Nos onze parcours de quarante jours proposent exactement cela, jour après jour, selon l’âge et l’état de vie.
« Ce que chacun doit faire en tout temps, il faut le faire maintenant avec plus de soin et de dévotion. »
Saint Léon le Grand, Sermon 39, 2 — sur le Carême
Pourquoi cela vaut la peine#
Le Carême repose sur une intuition anthropologique très simple, et vérifiable : on ne change pas par la seule décision ; on change par des exercices répétés dans un temps délimité, en compagnie d’autres qui font la même chose. C’est vrai de l’apprentissage d’un instrument, de la rééducation d’un genou, du sevrage d’une addiction. L’Église le sait depuis dix-sept siècles : elle a créé un dispositif — une durée, un début solennel, une fin datée, des repères hebdomadaires, une communauté — dont les sciences du comportement redécouvrent aujourd’hui l’efficacité, sous d’autres noms.

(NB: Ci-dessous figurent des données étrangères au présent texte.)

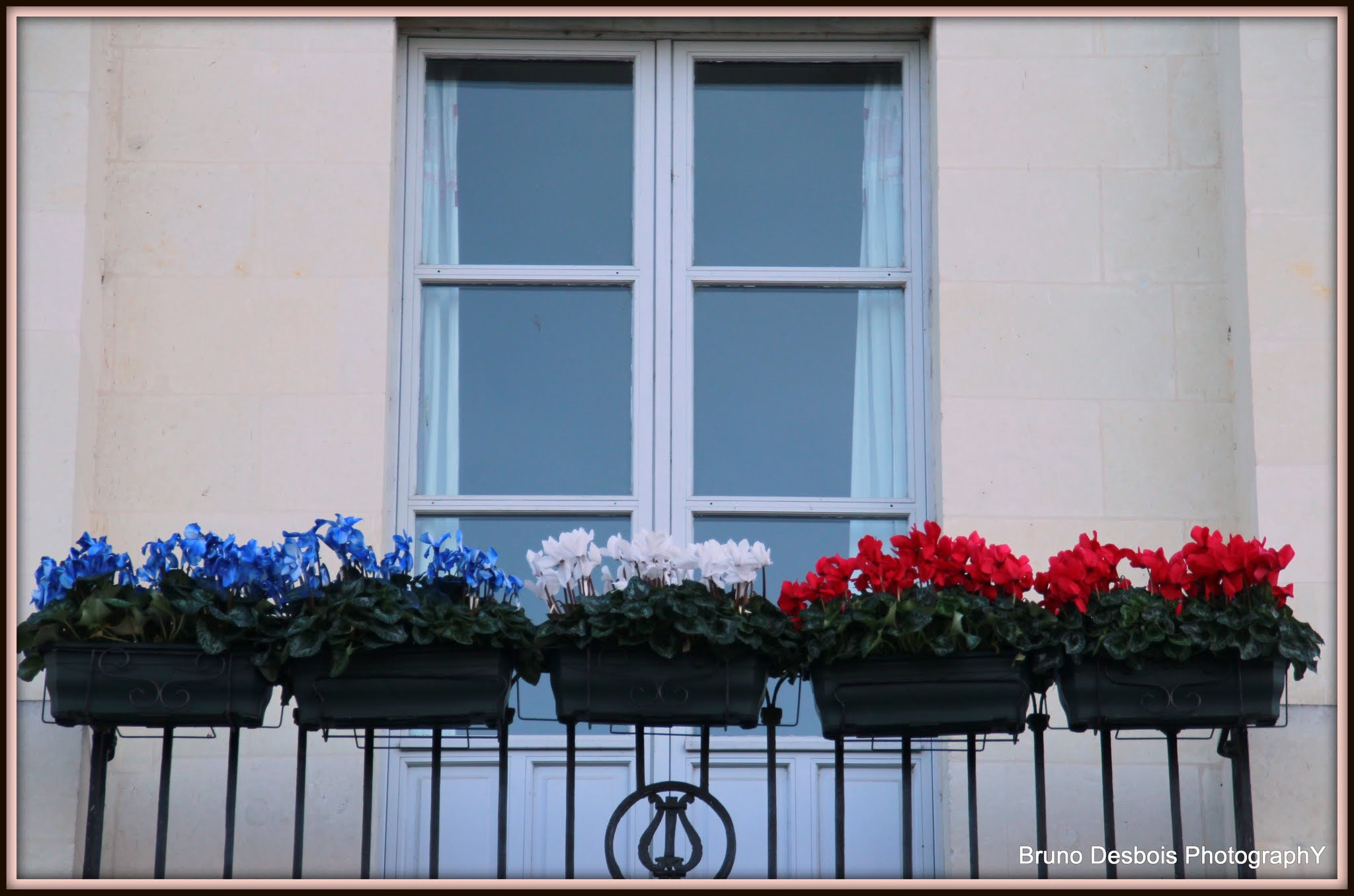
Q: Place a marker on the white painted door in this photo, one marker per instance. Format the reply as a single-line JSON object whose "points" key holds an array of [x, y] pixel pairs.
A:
{"points": [[606, 776], [764, 297]]}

La différence est que le Carême ne vise pas d’abord un mieux-être. Il vise une rencontre. Les quarante jours ne sont pas là pour faire de nous des gens meilleurs : ils sont là pour que, la nuit de Pâques, quand le diacre chantera l’Exsultet dans une église obscure et qu’une seule flamme se multipliera de cierge en cierge, quelque chose en nous soit assez disponible pour comprendre ce qui se passe.